Séminaire Guerre froide N°3 | Impacts, héritages, enjeux

Séminaire Guerre froide : Impacts, héritages, enjeux

10 avril 2025 | 15h-16h

FLSH – Amphi Pouthier

Séminaire en ligne sur https://bbb.unilim.fr/b/luc-edh-awh-vw5

Invitée : Anaïs Maurer de Rutgers University (USA)

« Nuclear colonialism and climate collapse in french and american Pacific colonies »

Abstract: Bombarded with the equivalent of one Hiroshima bomb a day for half a century, Pacific people have long been subjected to man-made cataclysm. Well before climate change became a global concern, nuclear testing brought about untimely death, widespread diseases, forced migration, and irreparable destruction to the shores of Oceania. In this talk, Anaïs Maurer analyzes the Pacific literature that incriminates the environmental racism behind radioactive skies and rising seas. Maurer identifies strategies of resistance uniting the region by analyzing an extensive multilingual archive of decolonial Pacific art, showing how Pacific nuclear survivors’ stories reveal an alternative vision of the apocalypse: instead of promoting individualism and survivalism, they advocate mutual assistance, cultural resilience, South-South solidarities, and Indigenous women’s leadership. Drawing upon their experience resisting both nuclear colonialism and carbon imperialism, Pacific storytellers offer compelling narratives to nurture the land and each other in times of global environmental collapse.
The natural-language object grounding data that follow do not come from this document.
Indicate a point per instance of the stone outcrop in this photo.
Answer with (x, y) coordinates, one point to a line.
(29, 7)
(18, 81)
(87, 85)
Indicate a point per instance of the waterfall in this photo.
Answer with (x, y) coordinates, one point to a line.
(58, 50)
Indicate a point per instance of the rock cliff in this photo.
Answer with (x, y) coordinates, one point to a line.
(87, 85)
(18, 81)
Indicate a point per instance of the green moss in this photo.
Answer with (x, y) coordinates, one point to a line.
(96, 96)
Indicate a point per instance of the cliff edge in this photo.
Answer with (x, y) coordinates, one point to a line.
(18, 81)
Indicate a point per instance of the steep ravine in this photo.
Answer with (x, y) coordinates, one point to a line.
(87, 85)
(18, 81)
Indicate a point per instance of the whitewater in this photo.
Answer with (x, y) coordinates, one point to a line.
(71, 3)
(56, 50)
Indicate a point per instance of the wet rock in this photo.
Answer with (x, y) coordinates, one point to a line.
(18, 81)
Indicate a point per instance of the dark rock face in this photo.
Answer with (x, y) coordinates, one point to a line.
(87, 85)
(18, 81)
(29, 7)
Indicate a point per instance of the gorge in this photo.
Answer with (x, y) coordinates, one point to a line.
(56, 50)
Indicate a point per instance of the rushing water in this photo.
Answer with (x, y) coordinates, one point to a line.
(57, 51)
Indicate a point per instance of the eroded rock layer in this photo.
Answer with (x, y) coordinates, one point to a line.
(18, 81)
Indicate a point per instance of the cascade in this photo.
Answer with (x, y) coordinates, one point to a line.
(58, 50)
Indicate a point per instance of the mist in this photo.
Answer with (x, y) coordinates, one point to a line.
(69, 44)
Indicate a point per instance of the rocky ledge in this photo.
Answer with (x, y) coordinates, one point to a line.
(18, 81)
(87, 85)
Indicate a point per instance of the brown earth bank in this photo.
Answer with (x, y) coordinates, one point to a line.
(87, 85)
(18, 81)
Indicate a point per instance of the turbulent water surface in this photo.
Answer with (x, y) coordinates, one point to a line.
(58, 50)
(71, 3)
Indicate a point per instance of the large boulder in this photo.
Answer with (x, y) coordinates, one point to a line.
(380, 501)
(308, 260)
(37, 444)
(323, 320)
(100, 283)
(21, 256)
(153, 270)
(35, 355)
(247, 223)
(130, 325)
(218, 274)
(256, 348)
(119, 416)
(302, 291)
Bio: Anaïs Maurer is Assistant Professor of French and Comparative Literature at Rutgers University. Her research explores Indigenous decolonial ecologies, with a focus on nuclear imperialism and climate justice. Raised in Tahiti, she is conversant in colonial and Indigenous languages alike. For the past decade, she has conducted extensive fieldwork (or home-work) in the Pacific, compiling a unique corpus of Indigenous ecocritical stories in French, English, Spanish, Tahitian, Mangarevian, and Uvean, encompassing a wide variety of artistic genres from print literature to dances and graphic arts. Her first monograph, The Ocean on Fire: Pacific Stories from Nuclear Survivors to Climate Activists (Duke University Press, 2024), analyzes Pacific artists’ transgenerational fight against the nuclear arms race and climate change, by underscoring the environmental racism at the roots of both existential threats. Her work has appeared in peer-reviewed journals as well as public-facing media, and has been supported by various grants, including, most recently, the international CAPAS fellowship for her second monograph project, ’Aita Atomi: Les artistes mā’ohi contre le colonialisme nucléaire.